Everything you always wanted to know about body piercings

Walter van den Broek
May 10, 2010

Do you have a body piercing somewhere? Do you like body piercings? I know of some colleagues who change their hair, the color or size when switching jobs. There’s even a Dutch psychiatrist who thinks that rigorous change of hair style predicts the onset of schizophrenia. More recent is the publication of a review on body piercing and psychopathology.

This systematic review discusses 23 studies on body piercing and psychopathology.

  • Prevalence of body piercings is 6,8% to14% in the general population
  • Among adolescents prevalence is reported between 4,3% and 51%
  • Females are more likely to display body piercings than males
  • The highest rate of body piercings is in the age group of 14-24 years of age
  • Having body piercings is associated with high risk behavior such as alcohol use, smoking and drug use
  • Mixed results have been reported between the correlation of body piercings and high risk sexual behavior, Russian roulette, problematic gambling and eating disorders
  • Personality characteristics of those with body piercings show a higher correlation with antisocial activity in adolescents, impulsiveness and thrill seeking in women, high negative emotionality and low positive emotionality in women and a weak association with body dissatisfaction

So is a body piercing a bad sign?
Nope because most of the research is done in young age groups and adolescents, age groups in which this behavior is more frequent. Moreover, the effect sizes of these studies diminished over time. In more recent studies the effect sizes were very small suggesting that body piercings becoming normal practice instead of a marker of deviance. Some authors even suggest that multiple body piercings are associated with an increased rate of risky behavior while a single body piercing is not a marker of this behavior.

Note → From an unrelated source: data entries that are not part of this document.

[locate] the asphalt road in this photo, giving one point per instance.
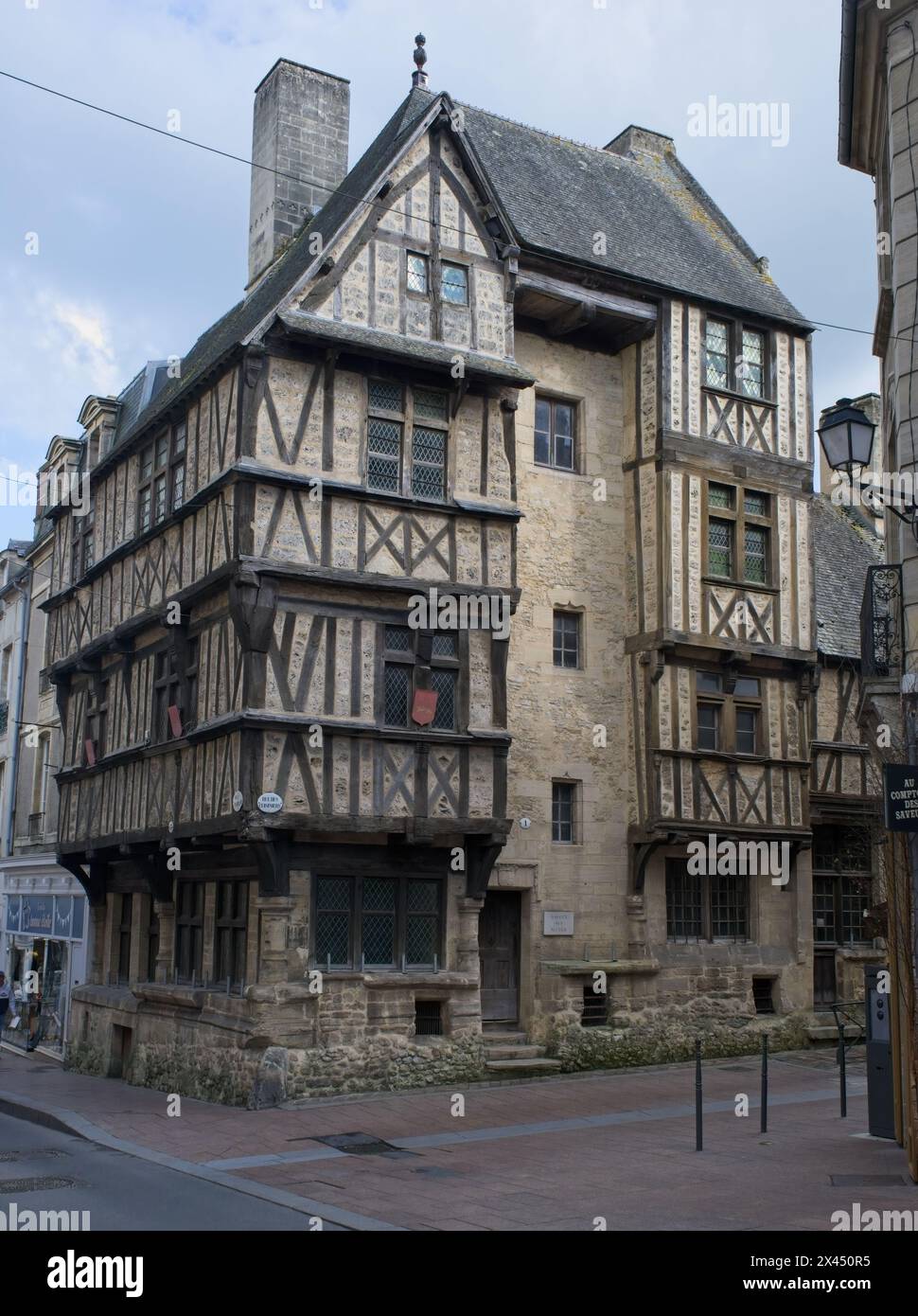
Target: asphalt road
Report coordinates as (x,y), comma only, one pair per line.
(121,1191)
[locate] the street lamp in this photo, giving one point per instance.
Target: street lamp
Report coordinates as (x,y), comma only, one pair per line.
(847,437)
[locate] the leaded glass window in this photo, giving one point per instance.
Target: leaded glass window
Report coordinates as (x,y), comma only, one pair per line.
(719,547)
(455,283)
(417,273)
(751,366)
(717,354)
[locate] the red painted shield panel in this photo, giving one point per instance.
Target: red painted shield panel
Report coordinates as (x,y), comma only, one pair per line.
(424,707)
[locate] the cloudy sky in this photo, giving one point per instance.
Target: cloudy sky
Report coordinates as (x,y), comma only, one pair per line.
(142,239)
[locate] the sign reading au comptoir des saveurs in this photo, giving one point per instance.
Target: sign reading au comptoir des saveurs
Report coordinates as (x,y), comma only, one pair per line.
(900,793)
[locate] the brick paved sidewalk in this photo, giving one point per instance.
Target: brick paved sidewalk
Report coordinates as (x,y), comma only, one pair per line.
(551,1154)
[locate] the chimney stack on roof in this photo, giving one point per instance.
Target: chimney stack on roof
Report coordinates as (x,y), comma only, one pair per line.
(300,129)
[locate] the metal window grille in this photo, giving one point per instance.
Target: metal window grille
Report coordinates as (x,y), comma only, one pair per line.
(563,812)
(762,995)
(719,547)
(715,354)
(594,1011)
(428,1019)
(566,640)
(684,915)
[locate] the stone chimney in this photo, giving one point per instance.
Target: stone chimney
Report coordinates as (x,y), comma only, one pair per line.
(299,128)
(634,140)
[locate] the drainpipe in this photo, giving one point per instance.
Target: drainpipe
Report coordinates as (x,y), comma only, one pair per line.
(26,591)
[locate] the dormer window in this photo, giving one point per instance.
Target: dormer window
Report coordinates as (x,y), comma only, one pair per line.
(454,284)
(161,487)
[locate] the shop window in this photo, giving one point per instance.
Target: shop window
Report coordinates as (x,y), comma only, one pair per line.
(125,915)
(189,932)
(705,907)
(378,923)
(230,932)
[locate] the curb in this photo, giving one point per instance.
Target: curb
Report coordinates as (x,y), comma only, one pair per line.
(68,1121)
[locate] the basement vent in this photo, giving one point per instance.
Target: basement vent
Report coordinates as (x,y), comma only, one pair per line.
(762,995)
(429,1019)
(594,1009)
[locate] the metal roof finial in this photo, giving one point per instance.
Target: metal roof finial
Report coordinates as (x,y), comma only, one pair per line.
(418,77)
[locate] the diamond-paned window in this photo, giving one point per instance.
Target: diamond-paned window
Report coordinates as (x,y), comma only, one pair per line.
(719,549)
(398,638)
(756,554)
(428,462)
(444,681)
(454,284)
(384,395)
(417,273)
(384,455)
(396,690)
(751,367)
(431,404)
(717,347)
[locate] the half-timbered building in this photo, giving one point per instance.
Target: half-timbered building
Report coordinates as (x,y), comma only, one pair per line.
(543,380)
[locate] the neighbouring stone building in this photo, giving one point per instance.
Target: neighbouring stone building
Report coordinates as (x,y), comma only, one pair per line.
(327,846)
(876,135)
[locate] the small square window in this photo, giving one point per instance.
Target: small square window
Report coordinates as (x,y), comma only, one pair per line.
(566,640)
(563,812)
(417,274)
(455,284)
(748,724)
(709,726)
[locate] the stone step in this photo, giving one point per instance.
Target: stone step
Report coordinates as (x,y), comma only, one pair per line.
(513,1053)
(521,1067)
(829,1032)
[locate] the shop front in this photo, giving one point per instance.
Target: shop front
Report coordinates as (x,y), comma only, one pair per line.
(44,957)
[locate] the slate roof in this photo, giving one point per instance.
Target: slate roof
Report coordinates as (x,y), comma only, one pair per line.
(659,223)
(843,552)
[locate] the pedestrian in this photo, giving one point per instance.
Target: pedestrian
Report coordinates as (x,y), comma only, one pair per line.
(6,996)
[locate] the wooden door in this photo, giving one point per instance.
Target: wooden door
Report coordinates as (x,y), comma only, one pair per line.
(499,951)
(823,978)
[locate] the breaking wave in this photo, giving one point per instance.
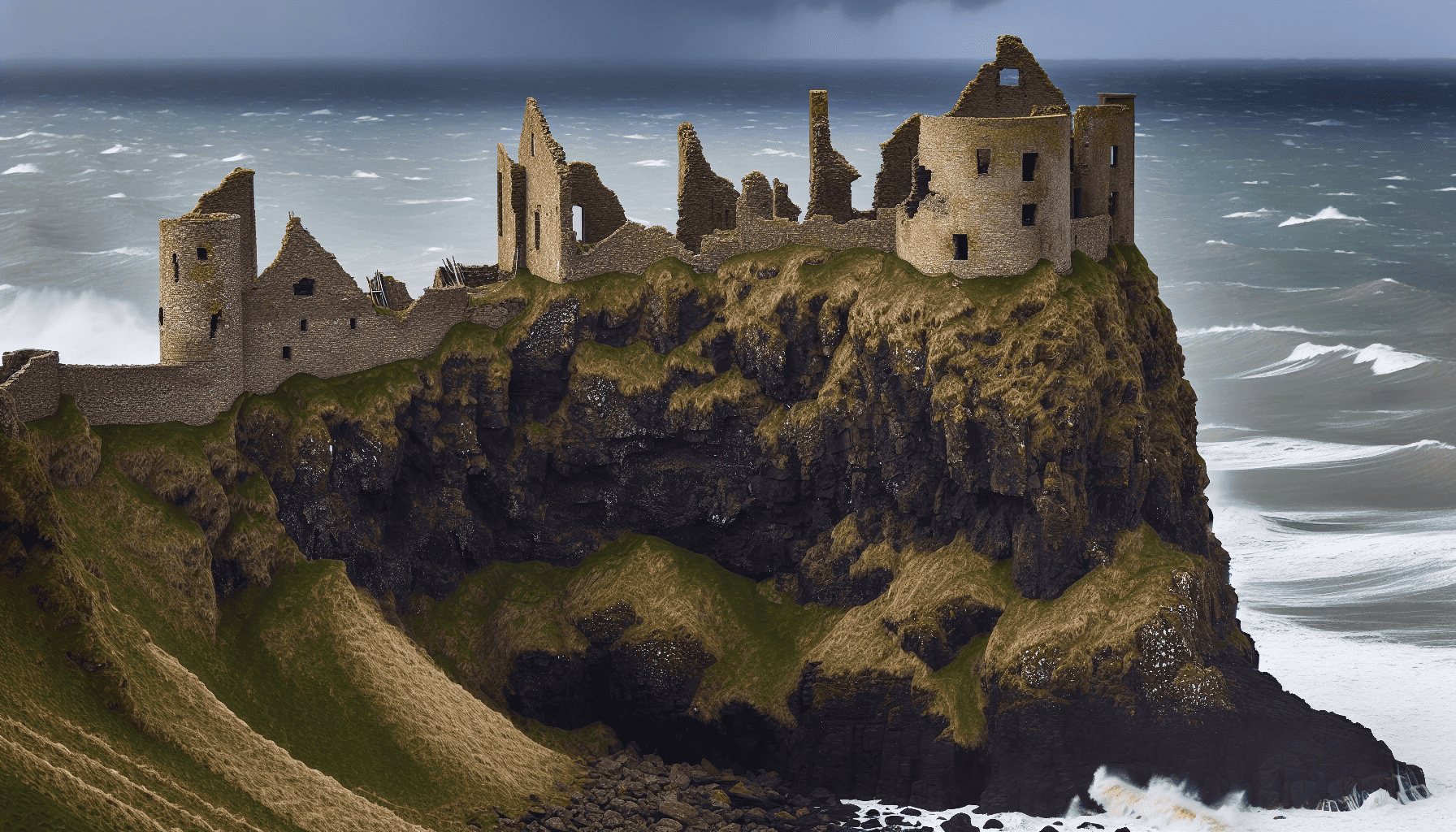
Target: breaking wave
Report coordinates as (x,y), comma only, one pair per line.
(1382,359)
(1328,213)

One other factor to be taken into account is the location of the body piercing.

Only 1 study explored BP locations with regard to psychopathology. From a psychological perspective, intimate BPs may deserve special consideration, and it would also appear legitimate to differentiate BP according to the degree of visibility and intimacy.

The authors suggest that general practitioners might screen patients with a body piercing for high risk behavior, and help the patient explore the role of body piercing in their identity.

What do you think?

This post was chosen as an Editor's Selection for ResearchBlogging.org

ResearchBlogging.org
Bui, E., Rodgers, R., Cailhol, L., Birmes, P., Chabrol, H., & Schmitt, L. (2010). Body Piercing and Psychopathology: A Review of the Literature Psychotherapy and Psychosomatics, 79 (2), 125-129 DOI: 10.1159/000276376

 

One Response to “Everything you always wanted to know about body piercings”

  1. When you say body piercings are associated with deviant behavior, you should probably give the correlation coefficient. As someone with multiple piercings who doesn’t engage in particularly risky behavior, it’s kind of annoying when someone pigeonholes me as someone who smokes crack or something. It’d be nice to at least have some of the people out there know that maybe it’s not as strongly correlated with risky behavior as they think. Or at least just for me, so I don’t have to pay for an article to see a) what the authors define as risky behavior and b) the correlation coefficient. Nothing shuts up someone who’s trying to categorize someone else like a thorough, well-thought-out explanation.

    But that’s just a presentation thing. Good article.